Ces statistiques ont été dévoilées ce mardi à l'Assemblée nationale en réponse à une question parlementaire du député Dr Farhad Aumeer, adressée au Premier ministre, le Dr Navin Ramgoolam.
Interpellé sur un éventuel renforcement de la législation encadrant la vente et la détention des armes blanches, le chef du gouvernement a affirmé que l'arsenal juridique en vigueur est déjà particulièrement strict. Il a rappelé que les articles 233, 233A et 233B du Code pénal, ainsi que l'article 29 de la Criminal Code (Supplementary) Act, réglementent la fabrication, la vente, la possession et le port d'armes offensives, notamment les poignards, sabres et autres armes blanches.

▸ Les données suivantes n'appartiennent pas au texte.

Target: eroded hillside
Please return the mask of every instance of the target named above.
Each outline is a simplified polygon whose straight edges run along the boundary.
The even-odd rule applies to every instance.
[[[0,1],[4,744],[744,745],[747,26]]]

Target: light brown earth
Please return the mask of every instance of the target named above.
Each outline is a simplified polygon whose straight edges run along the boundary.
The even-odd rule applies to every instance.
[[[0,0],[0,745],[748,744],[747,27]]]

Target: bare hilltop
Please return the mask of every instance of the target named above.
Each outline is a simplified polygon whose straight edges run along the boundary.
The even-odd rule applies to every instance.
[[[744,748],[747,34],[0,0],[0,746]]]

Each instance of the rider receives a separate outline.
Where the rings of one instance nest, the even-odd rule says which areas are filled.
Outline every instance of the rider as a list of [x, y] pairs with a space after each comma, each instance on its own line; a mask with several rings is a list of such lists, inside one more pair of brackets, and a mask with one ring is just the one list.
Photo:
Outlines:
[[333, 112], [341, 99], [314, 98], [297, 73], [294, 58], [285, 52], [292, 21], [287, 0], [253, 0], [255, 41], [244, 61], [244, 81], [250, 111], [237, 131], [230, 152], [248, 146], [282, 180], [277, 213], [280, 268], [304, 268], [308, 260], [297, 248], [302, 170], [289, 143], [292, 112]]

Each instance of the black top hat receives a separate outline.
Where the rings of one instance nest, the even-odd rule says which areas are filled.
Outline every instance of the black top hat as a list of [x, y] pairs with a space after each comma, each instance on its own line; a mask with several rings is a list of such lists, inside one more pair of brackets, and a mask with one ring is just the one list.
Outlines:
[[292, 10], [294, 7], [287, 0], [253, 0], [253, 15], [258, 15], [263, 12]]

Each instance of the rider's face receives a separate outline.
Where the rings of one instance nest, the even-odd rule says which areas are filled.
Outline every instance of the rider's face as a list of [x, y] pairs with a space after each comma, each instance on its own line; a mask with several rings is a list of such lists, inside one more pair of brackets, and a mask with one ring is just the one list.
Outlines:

Les contrevenants encourent des peines pouvant atteindre 10 ans d'emprisonnement et des amendes allant jusqu'à Rs 100 000, selon la gravité des infractions. La possession d'une arme offensive dans un lieu public sans justification valable constitue également une infraction pénale.
Face à cette menace persistante, le Premier ministre a indiqué que les forces de l'ordre poursuivent leurs opérations de terrain dans les secteurs jugés sensibles. Des descentes ciblées, des patrouilles renforcées et des interventions basées sur le renseignement sont menées en collaboration avec la Special Mobile Force (SMF) et la Special Supporting Unit (SSU).
Ces opérations ont conduit à l'ouverture de 65 affaires de port illégal d'armes offensives entre janvier et juin 2026, illustrant la volonté des autorités de renforcer la lutte contre la criminalité liée aux armes blanches.